In Search of Lawtons & Basingers: William Starr Basinger Writes To His Mother, April 27, 1865




                                Prison at Johnson’s Island, Apl 27, 1865

My dear Mother, I trust you have received

at least one of the letters I’ve written you since

my captivity.  On the supposition that you have,

I’ll repeat nothing.  I can’t write as fully as I

designed, for the rules as to length of letters are

more rigid than I supposed.  I understand

the limit for letters both ways is 28 lines of

letter paper, or 48 of note paper.  Remember that.

I am quite well, & fortunate enough to have fallen

in with several olf friends & acquaintances.  But

I am in want of everything.  Send me as soon

as possible a check on New York, payable

to my order for $25.  I don’t like to name a

larger sum on account of the (?)

of the mail just now.  But is far from suf-

ficient.  When we ascertain how the mails work

it will be time enough to think of further

remittance.  Direct to me by my military design-

nations & as “Prisoner of War, Johnson’s Island,

Ohio.”  Write to me often.  You do not know

how I yearn for news from home.  I must

learn to day what I wish more highly than I

like in my letters, & may this perhaps, be able in

time to give you some notion of the life here.  My

love to my sister.  Tell her to learn Spanish.

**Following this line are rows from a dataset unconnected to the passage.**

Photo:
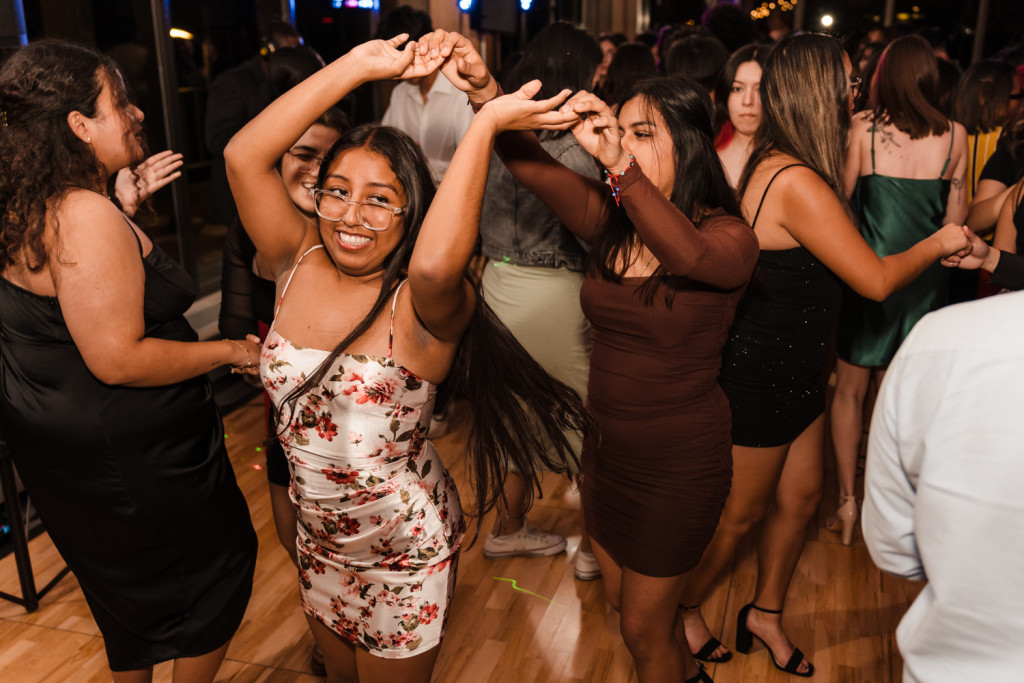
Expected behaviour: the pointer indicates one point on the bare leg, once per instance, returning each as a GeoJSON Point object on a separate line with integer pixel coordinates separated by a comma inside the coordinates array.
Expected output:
{"type": "Point", "coordinates": [510, 515]}
{"type": "Point", "coordinates": [847, 421]}
{"type": "Point", "coordinates": [199, 670]}
{"type": "Point", "coordinates": [133, 676]}
{"type": "Point", "coordinates": [755, 476]}
{"type": "Point", "coordinates": [284, 519]}
{"type": "Point", "coordinates": [783, 536]}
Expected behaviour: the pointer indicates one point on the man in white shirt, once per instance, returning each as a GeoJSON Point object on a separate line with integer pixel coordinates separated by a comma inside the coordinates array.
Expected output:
{"type": "Point", "coordinates": [429, 110]}
{"type": "Point", "coordinates": [943, 491]}
{"type": "Point", "coordinates": [433, 113]}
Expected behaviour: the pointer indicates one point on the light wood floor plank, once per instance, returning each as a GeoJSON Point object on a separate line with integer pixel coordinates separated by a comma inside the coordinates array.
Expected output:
{"type": "Point", "coordinates": [842, 611]}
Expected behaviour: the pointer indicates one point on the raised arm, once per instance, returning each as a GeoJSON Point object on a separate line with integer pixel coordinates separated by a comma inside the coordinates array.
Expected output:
{"type": "Point", "coordinates": [580, 203]}
{"type": "Point", "coordinates": [809, 210]}
{"type": "Point", "coordinates": [441, 295]}
{"type": "Point", "coordinates": [272, 221]}
{"type": "Point", "coordinates": [99, 282]}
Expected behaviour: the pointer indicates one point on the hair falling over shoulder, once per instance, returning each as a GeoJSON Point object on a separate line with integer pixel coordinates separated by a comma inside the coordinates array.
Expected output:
{"type": "Point", "coordinates": [40, 85]}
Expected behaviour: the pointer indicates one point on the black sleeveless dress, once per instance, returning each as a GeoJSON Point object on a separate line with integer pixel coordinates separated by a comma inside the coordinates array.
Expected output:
{"type": "Point", "coordinates": [133, 484]}
{"type": "Point", "coordinates": [773, 361]}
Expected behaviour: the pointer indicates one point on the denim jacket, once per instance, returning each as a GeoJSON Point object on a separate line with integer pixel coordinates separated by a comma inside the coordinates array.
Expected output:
{"type": "Point", "coordinates": [518, 226]}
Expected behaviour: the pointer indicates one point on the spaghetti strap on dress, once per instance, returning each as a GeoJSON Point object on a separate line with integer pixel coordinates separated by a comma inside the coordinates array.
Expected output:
{"type": "Point", "coordinates": [379, 519]}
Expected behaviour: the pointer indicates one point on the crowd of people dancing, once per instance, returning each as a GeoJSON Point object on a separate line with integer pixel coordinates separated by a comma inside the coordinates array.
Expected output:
{"type": "Point", "coordinates": [681, 243]}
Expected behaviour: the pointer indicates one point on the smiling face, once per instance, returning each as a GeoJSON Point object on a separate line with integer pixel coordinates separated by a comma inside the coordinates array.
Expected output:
{"type": "Point", "coordinates": [646, 136]}
{"type": "Point", "coordinates": [301, 163]}
{"type": "Point", "coordinates": [361, 175]}
{"type": "Point", "coordinates": [744, 98]}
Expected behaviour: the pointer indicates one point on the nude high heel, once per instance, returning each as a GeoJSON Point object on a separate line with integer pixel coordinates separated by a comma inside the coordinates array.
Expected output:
{"type": "Point", "coordinates": [845, 518]}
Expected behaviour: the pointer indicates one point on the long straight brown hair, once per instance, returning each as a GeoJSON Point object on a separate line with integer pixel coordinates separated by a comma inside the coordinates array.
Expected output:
{"type": "Point", "coordinates": [805, 109]}
{"type": "Point", "coordinates": [904, 90]}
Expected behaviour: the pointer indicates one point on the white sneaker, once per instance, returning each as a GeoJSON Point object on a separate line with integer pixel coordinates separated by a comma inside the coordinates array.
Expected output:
{"type": "Point", "coordinates": [585, 567]}
{"type": "Point", "coordinates": [527, 542]}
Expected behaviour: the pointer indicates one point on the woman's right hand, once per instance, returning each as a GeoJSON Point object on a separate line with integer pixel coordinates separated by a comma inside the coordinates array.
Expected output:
{"type": "Point", "coordinates": [597, 130]}
{"type": "Point", "coordinates": [381, 59]}
{"type": "Point", "coordinates": [951, 239]}
{"type": "Point", "coordinates": [462, 65]}
{"type": "Point", "coordinates": [519, 111]}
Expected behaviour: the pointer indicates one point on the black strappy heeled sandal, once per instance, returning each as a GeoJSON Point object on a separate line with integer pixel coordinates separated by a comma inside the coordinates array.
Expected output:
{"type": "Point", "coordinates": [744, 641]}
{"type": "Point", "coordinates": [701, 676]}
{"type": "Point", "coordinates": [706, 651]}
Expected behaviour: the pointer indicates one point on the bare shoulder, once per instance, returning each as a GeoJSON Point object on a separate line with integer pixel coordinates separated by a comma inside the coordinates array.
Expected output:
{"type": "Point", "coordinates": [85, 225]}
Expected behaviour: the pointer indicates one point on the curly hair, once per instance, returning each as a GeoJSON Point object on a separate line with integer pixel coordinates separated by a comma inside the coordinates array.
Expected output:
{"type": "Point", "coordinates": [42, 158]}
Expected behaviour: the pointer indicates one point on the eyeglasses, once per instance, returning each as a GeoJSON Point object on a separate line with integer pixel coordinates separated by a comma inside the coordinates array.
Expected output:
{"type": "Point", "coordinates": [332, 206]}
{"type": "Point", "coordinates": [305, 162]}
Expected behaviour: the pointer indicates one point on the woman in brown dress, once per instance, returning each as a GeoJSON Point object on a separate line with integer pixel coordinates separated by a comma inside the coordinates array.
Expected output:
{"type": "Point", "coordinates": [670, 257]}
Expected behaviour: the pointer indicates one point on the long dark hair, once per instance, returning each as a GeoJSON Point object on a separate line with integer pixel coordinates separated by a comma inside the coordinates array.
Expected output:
{"type": "Point", "coordinates": [515, 402]}
{"type": "Point", "coordinates": [631, 61]}
{"type": "Point", "coordinates": [699, 187]}
{"type": "Point", "coordinates": [753, 52]}
{"type": "Point", "coordinates": [41, 157]}
{"type": "Point", "coordinates": [904, 90]}
{"type": "Point", "coordinates": [805, 109]}
{"type": "Point", "coordinates": [982, 98]}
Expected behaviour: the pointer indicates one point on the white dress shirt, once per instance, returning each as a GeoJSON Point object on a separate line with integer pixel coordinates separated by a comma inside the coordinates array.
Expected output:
{"type": "Point", "coordinates": [436, 125]}
{"type": "Point", "coordinates": [944, 491]}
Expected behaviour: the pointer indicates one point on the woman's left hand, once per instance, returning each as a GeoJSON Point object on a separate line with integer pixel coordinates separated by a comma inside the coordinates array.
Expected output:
{"type": "Point", "coordinates": [132, 188]}
{"type": "Point", "coordinates": [597, 130]}
{"type": "Point", "coordinates": [382, 59]}
{"type": "Point", "coordinates": [519, 111]}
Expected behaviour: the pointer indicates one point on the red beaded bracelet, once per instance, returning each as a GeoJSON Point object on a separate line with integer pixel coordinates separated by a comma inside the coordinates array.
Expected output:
{"type": "Point", "coordinates": [614, 177]}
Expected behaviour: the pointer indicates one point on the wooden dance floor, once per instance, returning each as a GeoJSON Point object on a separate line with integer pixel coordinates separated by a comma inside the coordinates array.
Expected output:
{"type": "Point", "coordinates": [841, 610]}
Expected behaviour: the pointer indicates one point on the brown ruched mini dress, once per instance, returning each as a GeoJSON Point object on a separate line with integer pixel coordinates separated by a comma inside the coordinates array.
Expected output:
{"type": "Point", "coordinates": [655, 481]}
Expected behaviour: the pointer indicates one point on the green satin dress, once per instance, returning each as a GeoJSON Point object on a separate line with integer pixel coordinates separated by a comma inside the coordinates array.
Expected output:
{"type": "Point", "coordinates": [894, 214]}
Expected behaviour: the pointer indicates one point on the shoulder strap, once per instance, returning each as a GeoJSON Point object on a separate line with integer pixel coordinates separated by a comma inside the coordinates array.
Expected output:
{"type": "Point", "coordinates": [290, 275]}
{"type": "Point", "coordinates": [762, 202]}
{"type": "Point", "coordinates": [875, 125]}
{"type": "Point", "coordinates": [390, 333]}
{"type": "Point", "coordinates": [134, 235]}
{"type": "Point", "coordinates": [949, 154]}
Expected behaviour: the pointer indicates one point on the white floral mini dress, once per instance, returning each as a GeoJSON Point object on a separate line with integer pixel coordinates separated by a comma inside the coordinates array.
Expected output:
{"type": "Point", "coordinates": [379, 519]}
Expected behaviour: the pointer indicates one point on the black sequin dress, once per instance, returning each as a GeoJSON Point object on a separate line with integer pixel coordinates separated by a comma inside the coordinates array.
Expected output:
{"type": "Point", "coordinates": [773, 363]}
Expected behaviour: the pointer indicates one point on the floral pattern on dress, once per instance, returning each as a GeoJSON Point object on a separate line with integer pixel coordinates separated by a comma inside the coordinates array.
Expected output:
{"type": "Point", "coordinates": [379, 519]}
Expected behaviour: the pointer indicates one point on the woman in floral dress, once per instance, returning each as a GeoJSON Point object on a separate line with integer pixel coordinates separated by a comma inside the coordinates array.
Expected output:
{"type": "Point", "coordinates": [379, 520]}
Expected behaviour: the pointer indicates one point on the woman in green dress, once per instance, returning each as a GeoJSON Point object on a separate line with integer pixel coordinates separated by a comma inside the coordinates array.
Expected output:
{"type": "Point", "coordinates": [906, 169]}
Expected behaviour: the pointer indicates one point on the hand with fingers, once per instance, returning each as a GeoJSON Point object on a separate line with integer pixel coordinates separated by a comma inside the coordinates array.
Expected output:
{"type": "Point", "coordinates": [382, 59]}
{"type": "Point", "coordinates": [462, 65]}
{"type": "Point", "coordinates": [134, 186]}
{"type": "Point", "coordinates": [597, 130]}
{"type": "Point", "coordinates": [519, 111]}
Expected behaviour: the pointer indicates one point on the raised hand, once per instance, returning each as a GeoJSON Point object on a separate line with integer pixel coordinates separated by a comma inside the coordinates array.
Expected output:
{"type": "Point", "coordinates": [519, 111]}
{"type": "Point", "coordinates": [463, 66]}
{"type": "Point", "coordinates": [132, 188]}
{"type": "Point", "coordinates": [381, 59]}
{"type": "Point", "coordinates": [597, 130]}
{"type": "Point", "coordinates": [953, 240]}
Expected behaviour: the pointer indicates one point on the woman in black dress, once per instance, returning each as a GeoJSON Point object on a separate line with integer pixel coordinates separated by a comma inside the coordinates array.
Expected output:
{"type": "Point", "coordinates": [103, 399]}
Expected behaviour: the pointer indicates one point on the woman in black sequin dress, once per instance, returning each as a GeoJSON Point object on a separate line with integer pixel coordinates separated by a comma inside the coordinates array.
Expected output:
{"type": "Point", "coordinates": [772, 370]}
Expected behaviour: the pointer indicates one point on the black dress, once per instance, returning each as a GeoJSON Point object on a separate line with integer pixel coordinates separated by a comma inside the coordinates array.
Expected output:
{"type": "Point", "coordinates": [133, 484]}
{"type": "Point", "coordinates": [773, 361]}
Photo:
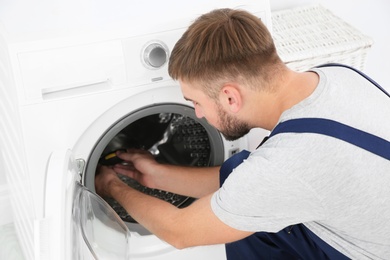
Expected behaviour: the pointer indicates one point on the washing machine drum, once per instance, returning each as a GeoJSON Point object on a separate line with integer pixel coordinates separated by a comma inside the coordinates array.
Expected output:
{"type": "Point", "coordinates": [172, 133]}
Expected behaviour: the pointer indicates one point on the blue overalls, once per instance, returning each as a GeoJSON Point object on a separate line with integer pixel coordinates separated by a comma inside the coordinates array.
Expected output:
{"type": "Point", "coordinates": [297, 241]}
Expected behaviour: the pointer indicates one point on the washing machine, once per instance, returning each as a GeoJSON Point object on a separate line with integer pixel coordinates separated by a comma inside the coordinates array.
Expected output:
{"type": "Point", "coordinates": [79, 80]}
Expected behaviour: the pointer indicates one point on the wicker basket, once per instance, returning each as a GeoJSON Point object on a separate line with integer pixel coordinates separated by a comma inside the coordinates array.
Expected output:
{"type": "Point", "coordinates": [311, 35]}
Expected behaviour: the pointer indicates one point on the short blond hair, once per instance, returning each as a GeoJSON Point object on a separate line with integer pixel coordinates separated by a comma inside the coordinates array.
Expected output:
{"type": "Point", "coordinates": [224, 44]}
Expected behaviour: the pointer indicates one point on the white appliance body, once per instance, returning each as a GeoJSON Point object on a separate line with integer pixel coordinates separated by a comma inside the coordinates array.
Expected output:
{"type": "Point", "coordinates": [69, 74]}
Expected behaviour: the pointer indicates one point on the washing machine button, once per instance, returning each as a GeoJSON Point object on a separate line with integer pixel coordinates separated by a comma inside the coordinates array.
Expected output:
{"type": "Point", "coordinates": [155, 55]}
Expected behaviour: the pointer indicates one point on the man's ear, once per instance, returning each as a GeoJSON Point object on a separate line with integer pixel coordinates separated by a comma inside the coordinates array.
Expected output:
{"type": "Point", "coordinates": [231, 98]}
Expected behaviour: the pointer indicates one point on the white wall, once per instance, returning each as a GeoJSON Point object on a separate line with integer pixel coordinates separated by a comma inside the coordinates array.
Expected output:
{"type": "Point", "coordinates": [371, 17]}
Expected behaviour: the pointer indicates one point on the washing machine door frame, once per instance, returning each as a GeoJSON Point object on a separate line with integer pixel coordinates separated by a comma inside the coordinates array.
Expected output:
{"type": "Point", "coordinates": [74, 216]}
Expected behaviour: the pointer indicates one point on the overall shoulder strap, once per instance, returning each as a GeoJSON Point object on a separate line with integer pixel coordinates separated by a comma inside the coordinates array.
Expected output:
{"type": "Point", "coordinates": [357, 71]}
{"type": "Point", "coordinates": [364, 140]}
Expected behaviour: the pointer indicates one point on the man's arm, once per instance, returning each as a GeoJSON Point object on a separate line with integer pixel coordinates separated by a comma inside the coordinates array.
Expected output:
{"type": "Point", "coordinates": [192, 226]}
{"type": "Point", "coordinates": [190, 181]}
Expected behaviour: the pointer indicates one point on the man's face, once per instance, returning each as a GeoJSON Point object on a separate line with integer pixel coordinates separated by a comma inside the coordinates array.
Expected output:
{"type": "Point", "coordinates": [231, 128]}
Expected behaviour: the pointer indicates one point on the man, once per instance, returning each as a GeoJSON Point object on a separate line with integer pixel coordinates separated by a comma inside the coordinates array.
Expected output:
{"type": "Point", "coordinates": [227, 65]}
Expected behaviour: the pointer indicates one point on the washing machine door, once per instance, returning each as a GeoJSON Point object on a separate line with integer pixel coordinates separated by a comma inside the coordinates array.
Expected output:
{"type": "Point", "coordinates": [82, 225]}
{"type": "Point", "coordinates": [101, 229]}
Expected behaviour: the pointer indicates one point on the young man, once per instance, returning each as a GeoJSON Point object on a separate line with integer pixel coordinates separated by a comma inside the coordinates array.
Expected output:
{"type": "Point", "coordinates": [227, 65]}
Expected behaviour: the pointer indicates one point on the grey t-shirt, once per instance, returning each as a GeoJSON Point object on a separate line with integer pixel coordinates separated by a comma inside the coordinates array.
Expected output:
{"type": "Point", "coordinates": [339, 191]}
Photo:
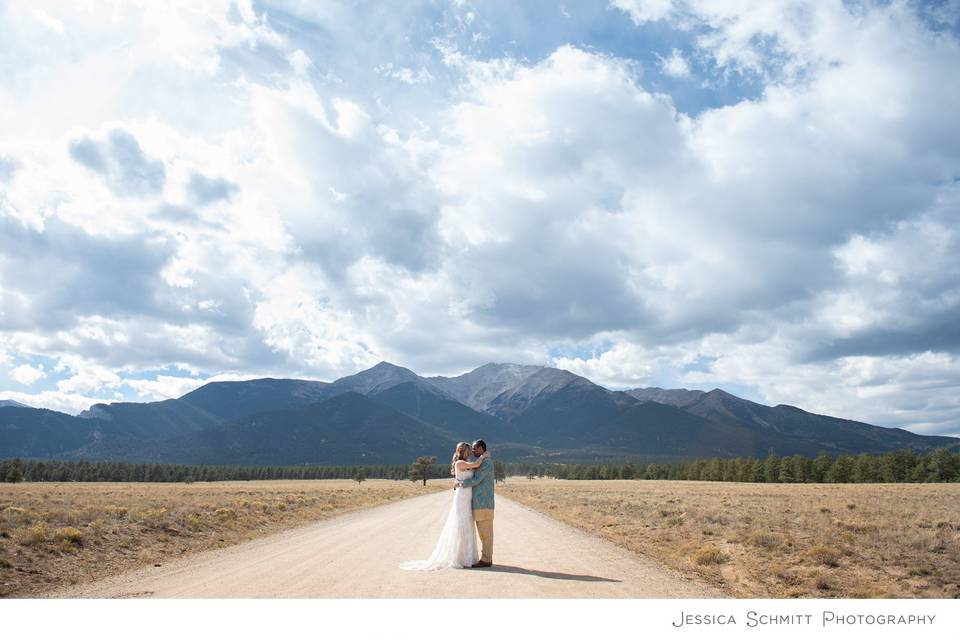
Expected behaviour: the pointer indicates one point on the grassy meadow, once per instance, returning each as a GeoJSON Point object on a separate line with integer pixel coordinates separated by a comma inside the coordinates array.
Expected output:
{"type": "Point", "coordinates": [773, 540]}
{"type": "Point", "coordinates": [53, 534]}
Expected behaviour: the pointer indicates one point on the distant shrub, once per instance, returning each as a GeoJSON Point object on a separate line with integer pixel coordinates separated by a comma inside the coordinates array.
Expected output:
{"type": "Point", "coordinates": [225, 513]}
{"type": "Point", "coordinates": [71, 535]}
{"type": "Point", "coordinates": [822, 554]}
{"type": "Point", "coordinates": [37, 534]}
{"type": "Point", "coordinates": [765, 539]}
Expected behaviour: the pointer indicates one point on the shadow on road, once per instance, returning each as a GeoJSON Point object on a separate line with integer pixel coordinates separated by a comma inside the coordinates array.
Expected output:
{"type": "Point", "coordinates": [552, 575]}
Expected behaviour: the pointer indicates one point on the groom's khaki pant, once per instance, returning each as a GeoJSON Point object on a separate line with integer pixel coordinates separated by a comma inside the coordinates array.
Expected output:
{"type": "Point", "coordinates": [484, 520]}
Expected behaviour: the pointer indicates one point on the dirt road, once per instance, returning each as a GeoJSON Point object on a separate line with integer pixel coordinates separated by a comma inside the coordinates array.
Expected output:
{"type": "Point", "coordinates": [357, 556]}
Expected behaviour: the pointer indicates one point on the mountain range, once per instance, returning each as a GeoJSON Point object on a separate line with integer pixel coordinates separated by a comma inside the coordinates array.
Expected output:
{"type": "Point", "coordinates": [389, 414]}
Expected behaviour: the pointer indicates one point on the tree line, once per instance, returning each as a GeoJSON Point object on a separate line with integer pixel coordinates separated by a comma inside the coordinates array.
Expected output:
{"type": "Point", "coordinates": [905, 465]}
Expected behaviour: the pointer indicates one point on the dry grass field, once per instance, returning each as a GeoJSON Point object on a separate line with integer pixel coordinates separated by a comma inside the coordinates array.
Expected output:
{"type": "Point", "coordinates": [774, 540]}
{"type": "Point", "coordinates": [53, 534]}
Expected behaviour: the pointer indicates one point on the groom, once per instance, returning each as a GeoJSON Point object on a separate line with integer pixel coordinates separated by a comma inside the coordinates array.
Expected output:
{"type": "Point", "coordinates": [482, 503]}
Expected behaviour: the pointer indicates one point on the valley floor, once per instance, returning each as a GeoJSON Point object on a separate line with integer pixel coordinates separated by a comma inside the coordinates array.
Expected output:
{"type": "Point", "coordinates": [358, 556]}
{"type": "Point", "coordinates": [773, 540]}
{"type": "Point", "coordinates": [54, 534]}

                                Affly Yours

                                                Wm S. Basinger


You can see that he has reduced the size of his handwriting to fit his letter onto one page.  That certainly makes it more difficult for me to read, and most probably the quality of the ink isn’t that good.  I’m probably incorrectly transcribing the third sentence from the end.